J'avais toutes les difficultés du monde à m'extirper des bras de Morphée. Avec une grimace, je me redressais en position assise dans le sofa. Toute la partie gauche d'une de mes jambes était encore endolorie, l'œuvre d'un mauvais sort qui m'avait percuté. Je jetais un coup d'œil à l'horloge fixée dans la cuisine de Sirius. Nous n'étions rentrés que depuis quelques heures. Il faisait encore nuit noire dehors.
Tandis que je me levais du canapé où je m'étais assoupie, je retenais un juron en massant ma cuisse ankylosée. Je passais derrière le comptoir qui séparait la cuisine du living-room. Dans l'évier, le feu magique que j'avais allumé sous un chaudron ronflait toujours. La potion à l'intérieur, d'une couleur bleu électrique, produisait paresseusement quelques petites bulles. Bien que j'ai forcé Sirius à aller s'allonger une fois douché, j'avais été incapable de trouver immédiatement le sommeil. Je l'avais donc concocté après m'être rapidement lavé, faisant disparaître le sang coagulé pour mieux révéler les contusions que j'avais moi-même récolté lors du combat.
J'étais en train de la remuer lorsque la porte de la chambre s'ouvrait, dévoilant un Sirius encore torse nu. Après avoir lorgné sa blessure que j'avais traité plus tôt avec l'essence de dictame, je me forçais à ne pas trop le détailler. Il traînait les pieds en avançant vers moi, passant une main dans ses cheveux noirs.
– Je t'ai réveillé ?
– Non, t'inquiètes. Qu'est-ce que c'est que ça ? ajoutait-il, méfiant, en se penchant au-dessus de mon épaule pour aviser de la mixture.
– Une potion revigorante.
Il fronçait le nez, visiblement peu alléché, puis s'appuyait contre le rebord du plan de travail en croisant les bras.
– Je pensais que tu serais rentrée à Godric's Hollow.
Je haussais vaguement les épaules pour toute réponse, m'épargnant ainsi d'admettre ce qui m'avait poussé à rester.

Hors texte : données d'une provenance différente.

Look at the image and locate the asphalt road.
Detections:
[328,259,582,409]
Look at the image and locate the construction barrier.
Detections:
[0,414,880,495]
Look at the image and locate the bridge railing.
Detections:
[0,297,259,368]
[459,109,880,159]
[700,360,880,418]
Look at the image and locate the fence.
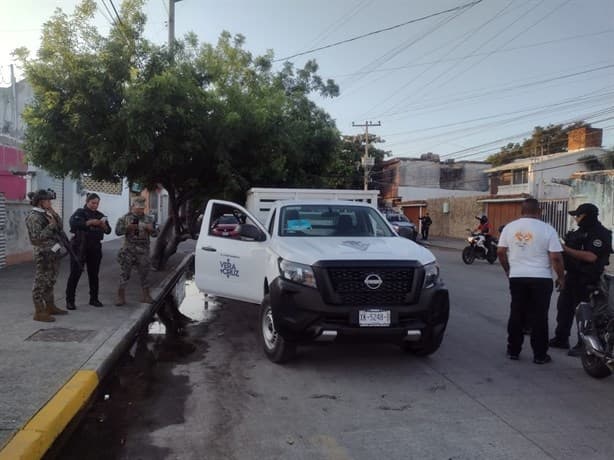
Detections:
[0,193,7,268]
[539,200,568,236]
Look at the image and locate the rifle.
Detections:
[55,228,83,270]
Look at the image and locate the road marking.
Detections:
[0,370,98,460]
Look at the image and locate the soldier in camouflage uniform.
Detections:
[26,190,67,322]
[115,196,158,306]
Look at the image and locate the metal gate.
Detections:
[0,193,7,268]
[539,200,568,236]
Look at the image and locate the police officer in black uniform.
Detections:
[550,203,612,356]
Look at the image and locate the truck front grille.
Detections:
[328,267,414,306]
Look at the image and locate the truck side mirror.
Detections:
[239,224,266,241]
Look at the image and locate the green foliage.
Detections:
[16,0,340,208]
[325,134,390,189]
[486,122,590,166]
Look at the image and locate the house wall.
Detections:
[0,145,27,200]
[6,201,32,265]
[399,187,488,201]
[569,171,614,234]
[529,148,604,200]
[422,194,485,238]
[0,80,34,138]
[398,159,440,187]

Sirius continuait de me dévisager, faisant naître cette curieuse chaleur que j'avais déjà senti dans ma poitrine. Je m'appliquais à mélanger le breuvage sans le regarder, avant d'attraper un verre pour y verser une dose généreuse. Je me décidais enfin à me tourner vers lui. La distance nous séparant se révélait plus maigre que je ne le croyais.
– Bois, l'enjoignais-je en le lui tendant.

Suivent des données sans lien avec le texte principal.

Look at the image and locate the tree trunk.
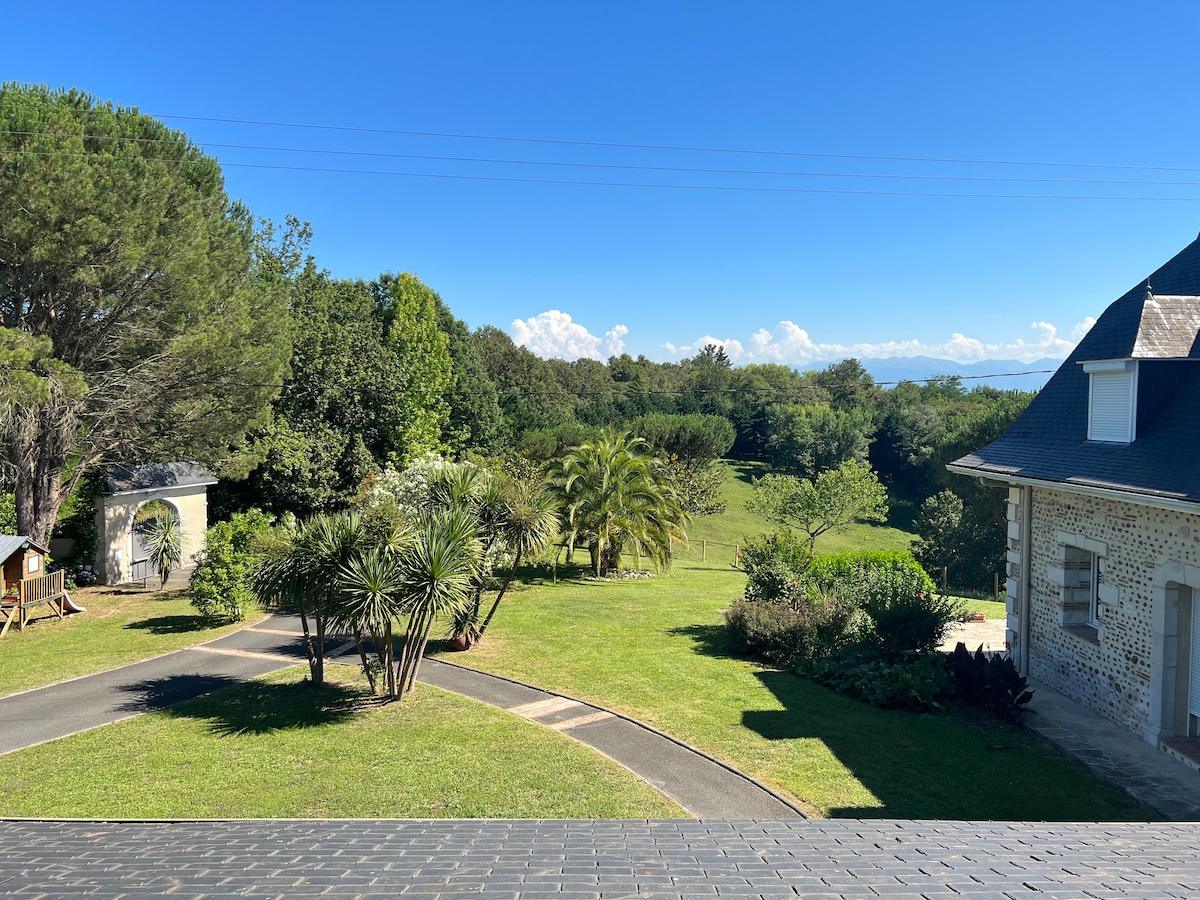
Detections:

Il haussait légèrement un sourcil, un sourire faisant frémir sa bouche devant mon ordre. Mais il obtempérait sans discuter. J'étudiais les traits de son visage tandis qu'il avalait la potion d'un trait. Il esquissait une moue écœurée en reposant le verre.
– C'est dégueulasse.
– Je sais.
À nouveau, mes yeux se perdaient dans le gris des siens. Son visage était empreint du même sérieux que ce soir-là, lorsque nous avions dansé, lorsqu'il avait voulu... S'il continuait à me regarder comme cela, je...
Une fraction de seconde plus tard, sa main se glissait sur ma nuque. Son geste était suffisamment lent pour me laisser l'opportunité de me dérober, mais cette fois-ci, je ne songeais pas un seul instant à le faire. Mes paupières se fermaient lorsque ses lèvres rencontraient les miennes. Douces et fermes, elles foudroyaient toute pensée cohérente, m'électrisaient tout entière. Mon cœur cessait momentanément de battre avant d'exploser dans une cadence désordonnée. Tout mon corps paraissait se relâcher pour m'abandonner à son étreinte. Au bout de quelques instants cependant, Sirius s'écartait délicatement, me donnant envie de hurler de frustration.
- Ayden... commençait-il, d'une voix légèrement rauque.
Je ne lui laissais pas le temps d'en dire plus. Me laissant submerger par des sentiments que j'avais fui trop longtemps, je posais à mon tour ma main sur sa mâchoire pour attirer son visage au mien et me collais tout contre lui. Ses bras se refermaient autour de ma taille, m'enveloppaient, pendant que nous nous perdions avec délectation dans notre baiser.